Usyk Tampil dengan Bobot Terberat di Kariernya, Hadapi Petarung Kickboxing Verhoeven
Baca dalam 60 detik
- Oleksandr Usyk memasuki arena dengan bobot 106 kg, rekor tertinggi dalam karier profesionalnya, namun masih terpaut 11 kg lebih ringan dari Rico Verhoeven.
- Laga di kaki Piramida Giza ini mempertaruhkan sabuk WBC, WBA super, dan IBF Usyk, meski Verhoeven hanya bisa merebut sabuk IBF jika menang.
- Analis menilai penambahan bobot Usyk tidak akan mengubah gaya bertarungnya yang lincah dan teknis, sementara Verhoeven harus disiplin memanfaatkan keunggulan jangkauan.

Oleksandr Usyk, juara dunia kelas berat yang tak terkalahkan dalam 24 pertarungan profesional, mencatat bobot terberat dalam kariernya saat resmi ditimbang untuk laga mempertahankan gelar melawan Rico Verhoeven, Sabtu (23/5) di kaki Piramida Giza, Mesir. Usyk mencapai 106 kilogram (16st 9lb), tujuh pon lebih berat dibanding saat mengalahkan Daniel Dubois musim panas lalu.

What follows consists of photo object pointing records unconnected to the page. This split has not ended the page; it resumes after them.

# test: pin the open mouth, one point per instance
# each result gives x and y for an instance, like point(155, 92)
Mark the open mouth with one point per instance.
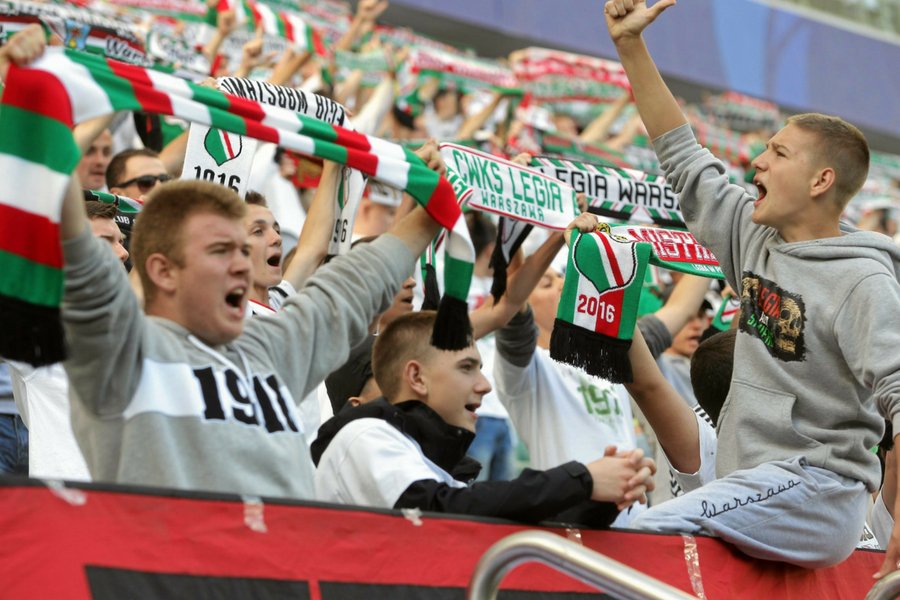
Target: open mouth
point(762, 193)
point(235, 298)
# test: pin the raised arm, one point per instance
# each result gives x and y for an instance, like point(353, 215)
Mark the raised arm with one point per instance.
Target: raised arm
point(683, 303)
point(673, 421)
point(626, 21)
point(312, 247)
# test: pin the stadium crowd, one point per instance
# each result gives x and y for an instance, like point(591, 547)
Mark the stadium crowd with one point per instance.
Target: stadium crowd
point(264, 325)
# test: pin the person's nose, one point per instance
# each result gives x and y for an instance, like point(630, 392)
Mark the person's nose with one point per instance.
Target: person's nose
point(483, 386)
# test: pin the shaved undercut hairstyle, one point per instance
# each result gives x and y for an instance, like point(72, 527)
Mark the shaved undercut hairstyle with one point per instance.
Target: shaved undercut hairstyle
point(406, 338)
point(844, 148)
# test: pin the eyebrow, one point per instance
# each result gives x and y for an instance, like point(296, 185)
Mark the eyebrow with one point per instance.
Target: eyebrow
point(469, 361)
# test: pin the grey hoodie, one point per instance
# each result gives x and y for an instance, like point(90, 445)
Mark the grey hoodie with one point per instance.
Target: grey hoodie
point(153, 405)
point(817, 360)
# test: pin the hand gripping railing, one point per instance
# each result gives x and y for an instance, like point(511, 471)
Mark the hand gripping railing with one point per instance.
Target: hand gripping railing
point(886, 588)
point(611, 576)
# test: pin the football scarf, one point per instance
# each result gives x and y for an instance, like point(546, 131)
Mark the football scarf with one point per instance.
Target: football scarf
point(624, 195)
point(284, 24)
point(42, 102)
point(672, 249)
point(598, 307)
point(516, 193)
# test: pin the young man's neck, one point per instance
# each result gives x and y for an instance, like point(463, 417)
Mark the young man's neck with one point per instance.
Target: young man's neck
point(804, 232)
point(543, 338)
point(259, 293)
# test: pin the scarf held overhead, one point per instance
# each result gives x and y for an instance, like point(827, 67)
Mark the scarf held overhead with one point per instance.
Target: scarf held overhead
point(598, 306)
point(42, 102)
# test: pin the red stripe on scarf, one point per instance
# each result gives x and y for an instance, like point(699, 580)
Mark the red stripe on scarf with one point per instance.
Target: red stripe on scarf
point(363, 161)
point(352, 139)
point(152, 101)
point(615, 299)
point(39, 92)
point(442, 205)
point(20, 229)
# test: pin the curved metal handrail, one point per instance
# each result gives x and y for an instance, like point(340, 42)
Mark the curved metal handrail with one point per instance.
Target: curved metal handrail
point(886, 588)
point(575, 560)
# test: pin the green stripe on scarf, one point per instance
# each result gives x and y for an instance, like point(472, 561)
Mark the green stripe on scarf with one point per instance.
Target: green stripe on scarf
point(18, 124)
point(125, 88)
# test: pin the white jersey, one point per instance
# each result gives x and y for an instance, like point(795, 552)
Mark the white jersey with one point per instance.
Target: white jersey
point(371, 463)
point(561, 412)
point(43, 397)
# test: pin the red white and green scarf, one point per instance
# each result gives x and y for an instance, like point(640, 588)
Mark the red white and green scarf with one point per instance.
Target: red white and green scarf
point(598, 307)
point(625, 195)
point(42, 102)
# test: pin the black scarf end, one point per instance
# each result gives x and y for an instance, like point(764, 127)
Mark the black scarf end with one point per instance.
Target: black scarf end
point(30, 333)
point(452, 328)
point(596, 354)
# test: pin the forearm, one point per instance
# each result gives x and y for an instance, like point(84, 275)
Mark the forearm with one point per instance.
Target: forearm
point(526, 278)
point(73, 219)
point(416, 230)
point(173, 154)
point(312, 246)
point(658, 108)
point(86, 132)
point(288, 66)
point(683, 303)
point(598, 129)
point(671, 418)
point(475, 122)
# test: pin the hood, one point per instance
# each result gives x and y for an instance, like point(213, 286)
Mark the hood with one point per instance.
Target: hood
point(853, 244)
point(443, 444)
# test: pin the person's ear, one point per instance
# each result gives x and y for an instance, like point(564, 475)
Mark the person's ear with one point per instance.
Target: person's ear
point(415, 377)
point(824, 181)
point(162, 272)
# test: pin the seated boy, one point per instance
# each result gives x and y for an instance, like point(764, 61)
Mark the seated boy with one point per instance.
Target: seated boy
point(407, 450)
point(816, 355)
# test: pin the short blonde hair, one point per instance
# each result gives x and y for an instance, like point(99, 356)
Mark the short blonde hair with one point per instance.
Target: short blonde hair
point(406, 338)
point(844, 148)
point(159, 226)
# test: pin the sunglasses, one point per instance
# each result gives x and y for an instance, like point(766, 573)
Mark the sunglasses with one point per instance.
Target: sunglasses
point(145, 182)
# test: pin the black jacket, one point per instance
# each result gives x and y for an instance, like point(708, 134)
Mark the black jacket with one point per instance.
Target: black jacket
point(559, 494)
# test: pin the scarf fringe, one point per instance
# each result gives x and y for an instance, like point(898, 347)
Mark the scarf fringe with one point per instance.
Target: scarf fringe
point(452, 328)
point(31, 333)
point(432, 298)
point(595, 353)
point(499, 265)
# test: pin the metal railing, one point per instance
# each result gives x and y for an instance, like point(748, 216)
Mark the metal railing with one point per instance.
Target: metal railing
point(886, 588)
point(611, 576)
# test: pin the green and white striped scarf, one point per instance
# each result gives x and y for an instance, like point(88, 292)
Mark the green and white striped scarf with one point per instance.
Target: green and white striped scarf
point(42, 102)
point(598, 307)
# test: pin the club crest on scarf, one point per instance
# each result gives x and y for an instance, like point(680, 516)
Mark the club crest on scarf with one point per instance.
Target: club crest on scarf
point(598, 307)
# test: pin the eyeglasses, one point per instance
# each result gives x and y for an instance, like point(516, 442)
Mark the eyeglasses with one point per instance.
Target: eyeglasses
point(145, 182)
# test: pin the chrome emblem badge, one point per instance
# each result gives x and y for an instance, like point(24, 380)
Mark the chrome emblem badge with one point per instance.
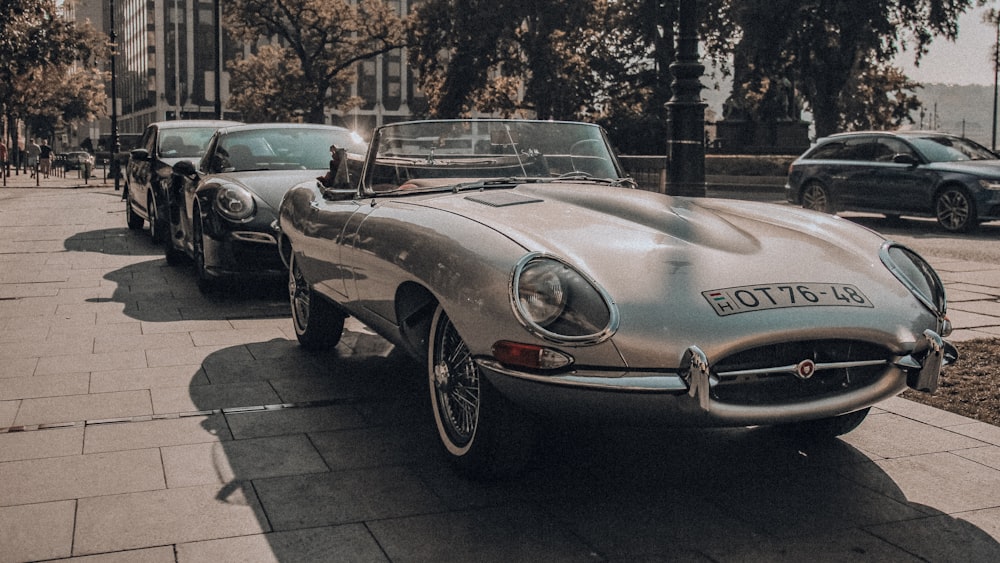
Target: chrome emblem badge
point(805, 369)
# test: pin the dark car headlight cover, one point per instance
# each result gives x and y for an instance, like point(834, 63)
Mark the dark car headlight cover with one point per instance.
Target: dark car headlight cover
point(557, 302)
point(917, 275)
point(234, 203)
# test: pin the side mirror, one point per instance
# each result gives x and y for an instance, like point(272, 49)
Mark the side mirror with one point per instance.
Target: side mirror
point(186, 168)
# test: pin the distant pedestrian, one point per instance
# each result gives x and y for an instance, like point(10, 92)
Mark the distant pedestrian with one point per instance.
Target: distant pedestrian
point(33, 151)
point(44, 159)
point(331, 179)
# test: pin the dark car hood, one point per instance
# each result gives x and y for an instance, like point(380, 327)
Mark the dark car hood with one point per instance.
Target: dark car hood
point(269, 185)
point(988, 168)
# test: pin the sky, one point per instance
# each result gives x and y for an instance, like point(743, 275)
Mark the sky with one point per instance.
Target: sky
point(968, 60)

Namun, ia masih memberikan keunggulan bobot 11 kg kepada Verhoeven yang menimbang 117 kg (18st 7lb).
Pertarungan ini menjadi sorotan karena mempertemukan petinju kelas berat paling disegani saat ini dengan petarung kickboxing yang hanya memiliki satu pertarungan tinju profesional—12 tahun lalu. Meskipun di atas kertas Usyk diunggulkan mutlak, ia menolak meremehkan lawan. “Saya tidak menganggap ini mudah. Ini adalah petarung,” ujar Usyk dalam konferensi pers, menegaskan keseriusannya menghadapi Verhoeven yang dijuluki “berbahaya”.
Usyk (39 tahun) — 106 kg, rekor 24-0 (14 KO).
Verhoeven (37 tahun) — 117 kg, rekor 1-0 (1 KO) di tinju, tetapi tak terkalahkan di kickboxing selama 16 tahun.
Gelar yang dipertaruhkan: WBC, WBA super, dan IBF Usyk. Verhoeven hanya bisa merebut IBF jika menang.
Verhoeven, yang dikenal sebagai raja kickboxing kelas berat, tampil percaya diri. “Saya sangat senang dan percaya diri. Saya sepenuhnya tenggelam dalam dunia tinju,” katanya. Namun, ia enggan membuat prediksi. “Kami tidak akan membuat prediksi. Semoga yang terbaik menang,” tambahnya. Pertarungan ini juga menjadi ajang pembuktian bagi Verhoeven yang selama ini disanksi kemampuannya di ring tinju murni.
Penambahan bobot Usyk memicu spekulasi. Beberapa pihak mengaitkannya dengan strategi untuk menambah kekuatan pukulan dan mengincar kemenangan cepat. Namun, mantan juara kelas menengah super Richie Woodhall menilai perubahan itu tidak signifikan. “Jika ia naik satu setengah stone, itu masalah. Tapi saya tidak yakin ini mengubah cara ia bertinju. Usyk bisa menghadapi gaya apa pun,” ujar Woodhall, yang juga menjadi pundit BBC. Ia menambahkan bahwa Verhoeven yang bertinggi 196 cm harus memanfaatkan keunggulan jangkauan dengan hati-hati, tanpa terlalu agresif.
Di bawah laga utama, petinju Inggris Hamzah Sheeraz (76 kg) akan bertarung melawan Alem Begic untuk memperebutkan gelar kelas menengah super WBO yang lowong. Sementara Jack Catterall (67 kg) akan menghadapi Shakhram Giyasov untuk sabuk WBA regular kelas welter.
Laga Usyk vs Verhoeven menjadi ujian menarik: apakah seorang petarung kickboxing legendaris bisa mengejutkan dunia tinju, ataukah kelas dan pengalaman Usyk akan kembali membuktikan dominasinya. Terlepas dari hasil, pertarungan di lokasi ikonik ini menegaskan daya tarik tinju sebagai tontonan global yang terus melampaui batas tradisional.